Pharmacodynamic Factors

• decreased pH increases the affinity of non depolarising NMB
• electrolyte disturbances
  • Ca disturbances affect the release of ACh from the presynaptic terminal (triggered by Ca)
  • hypercalcaemia results in shortened blockade
  • hypocalcaemia potentiates blockage
  • magnesium
    • stabilise membranes and decrease release and sensitivity to ACh
  • potassium
    • hypokalaemia leads to membrane hyperpolarisation (decreased drug effect)
    • hyperkalaemia has the reverse effect
• pathology
  • myasthenia gravis patients have defective nACh receptors
  • eaton-lambert syndrome patients have decreased ACh release
  • burns – leads to receptor mediated resistance to non depolarising NMBD

Pharmacokinetic factors
(affect the amount of drug reaching the receptor)

• absorption
  • dose given (higher dose – more receptors occupied)
• distribution
  • lipid soluble drugs such as vecuronium may accumulate in lipid rich tissue (esp infusion)
  • women have higher lipid content which may lead to reduced effect site conc
• metabolism
  • hepatic failure may lead to decreased metabolism of a drug – pancuronium
• excretion
  • renally excreted drugs, especially minimally metabolised vecuronium, rocuronium

Pharmaceutical / Drug Interactions

• Increase effect
  • aminoglycosides – decreased prejunctional ACh release
  • volatile anaesthetics – mechanism not well understood
  • frusemide – potassium effect, may interfere with cAMP and ACh release
• decrease effect
  • anticonvulsants – may develop resistance to pancuronium, vecuronium

JC 2019

2023A 19: 20% of candidates passed this question.
The first part of the question required a description of the factors prolonging neuromuscular blockade which would include a description of the reasoning behind the prolongation. Many candidates missed the important factors and most did not include any explanation. Some candidates confused the causes of “delayed onset” and “prolonged action”. For vecuronium mechanism of action all the details were expected, superficial explanations did not score well. The following key words were expected to be included in the mechanism description; competitive binding/ Nicotinic ACH (N2)/alpha subunit/post synaptic. In pharmacokinetics, details on hepatic metabolism to active metabolites, renal and biliary excretion along with accurate values of the volume of distribution, protein binding and half-life were expected to score full marks. These facts were frequently lacking in candidate answers.

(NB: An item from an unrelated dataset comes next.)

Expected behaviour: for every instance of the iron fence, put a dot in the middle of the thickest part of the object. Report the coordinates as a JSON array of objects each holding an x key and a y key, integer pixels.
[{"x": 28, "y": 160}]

2023A 20: 20% of candidates passed this question.
The major emphasis of this question and opportunity to score marks reside in “comparing the two drugs” in various aspects – pharmaceutics, indication, mechanism of action, pharmacodynamics, and pharmacokinetics. Although most of the candidates were able to list pharmaceutics, indications, kinetics and dynamics of both the drugs in reasonably structured and tabulated format, many failed to highlight the important commonalities and differences between the two. In mechanism of action, details of the receptor, their location and second messenger system were expected. In pharmacodynamics, similarities and differences in cardiovascular, respiratory, haematological, renal and metabolic effects were needed. There are additional neurological effects and genito-urinary (tocolysis and sphincter tone) of adrenaline which were rarely mentioned. There were frequent significant omissions or incorrect details in the pharmacokinetics sections of both drugs.